Another seed that leads to courage is called will power. Will power is not sexy and attractive and confident. Will power is the determination to do something hard, or to do something repeatedly. We all have a limited supply of will power, and the only way to grow more is to use up what we have. When we go through the false starts and the missteps and the backsliding and make will power stick, we often find that confidence has shown up, too.

You will also find confidence growing in the aftermath of the kind of caring that leaps up and takes action because something has to be done and you are the person with the best shot at doing something to help someone in need. This is not caring about: caring about is often something that happens in our heads or hearts but does not change us very much. This is caring for, taking action to make something better for someone else. It often involves inconvenience and uncertainty and giving up something you would rather be doing. The reward it leaves on your pillow the next morning is a tiny grain of confidence.

Perhaps there is a way to grow confidence with same progress and certainty that turns a maple key into a tall maple tree. But I think it is more likely that confidence grows from paying attention to what we know to be true in ourselves and in the world. I think confidence is a side effect that grows after you do the right thing.

Thursday, June 01, 2017

Is it an accident or a failure? The right label matters


This was the view from the training room window on Friday. A very large tree had come down in the park on Thursday night. All day, people stopped to examine the trunk and think about what had happened.

Was it an accident? 

It hadn't been chopped down, so it was clearly not something that had happened on purpose. But to call it an accident suggests that it couldn't have been helped. It also suggests that the rest of the trees are likely to remain standing.

If on the other, hand, it was an infestation, then there is something that needs to happen now. Someone needs to check the rest of the trees. While it's possible that the first tree could fall by accident, if any more fall we will call it something else - something like incompetence or failure or fault.

Sometimes, the label we choose tells us how to act next.
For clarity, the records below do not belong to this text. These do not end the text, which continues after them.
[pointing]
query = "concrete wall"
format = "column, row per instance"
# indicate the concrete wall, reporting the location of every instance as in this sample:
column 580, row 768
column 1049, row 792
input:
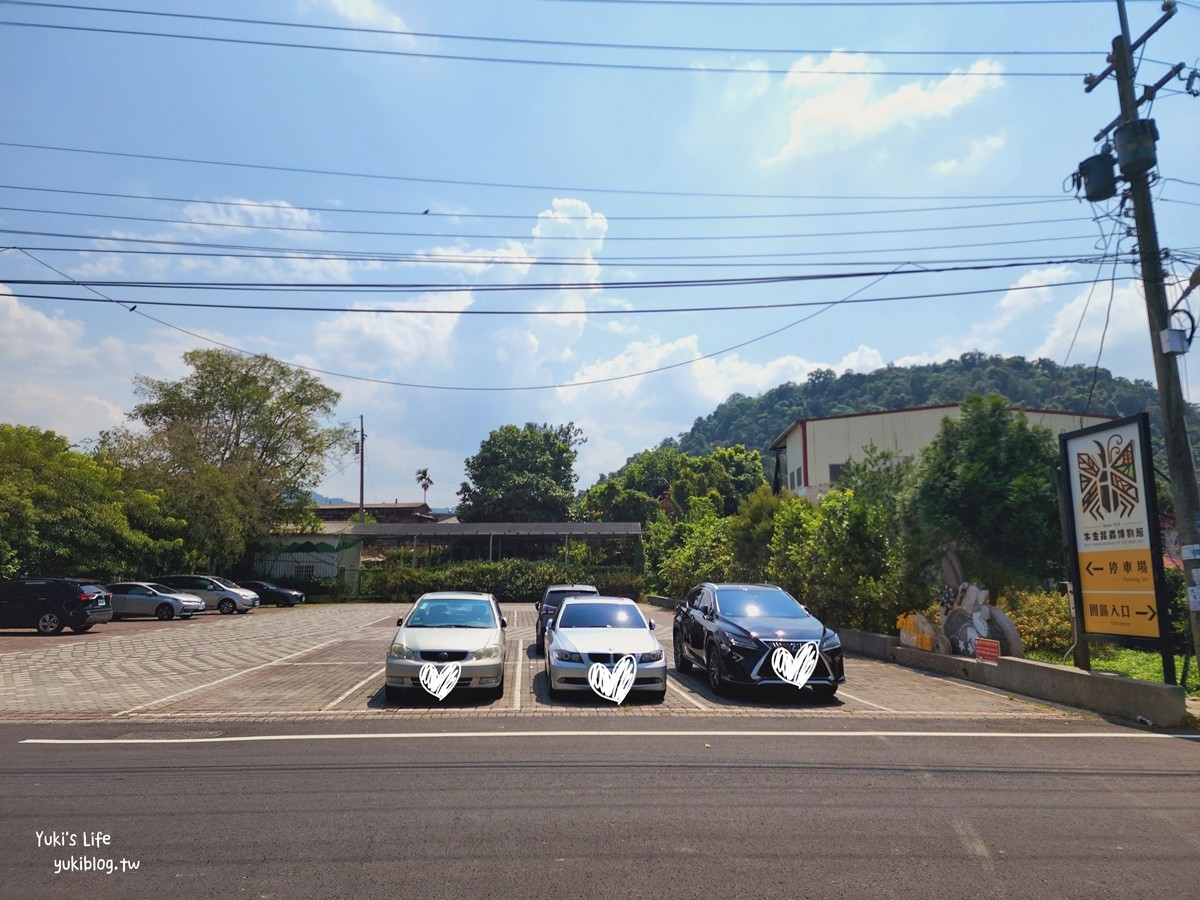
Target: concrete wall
column 1162, row 705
If we choose the wrong label, it is likely to lead to the wrong action. Take a moment now to think about a problem or issue you have been facing. Give it a one-word label.  Then ask yourself: "Am I sure this is the right label? What else could it be?" And then ask, "If this is the right label, what is my next step?"

You'll find that labels are never neutral: when you label a problem, you also take a step towards fixing it. It's worth giving the problem a name that will help you solve it.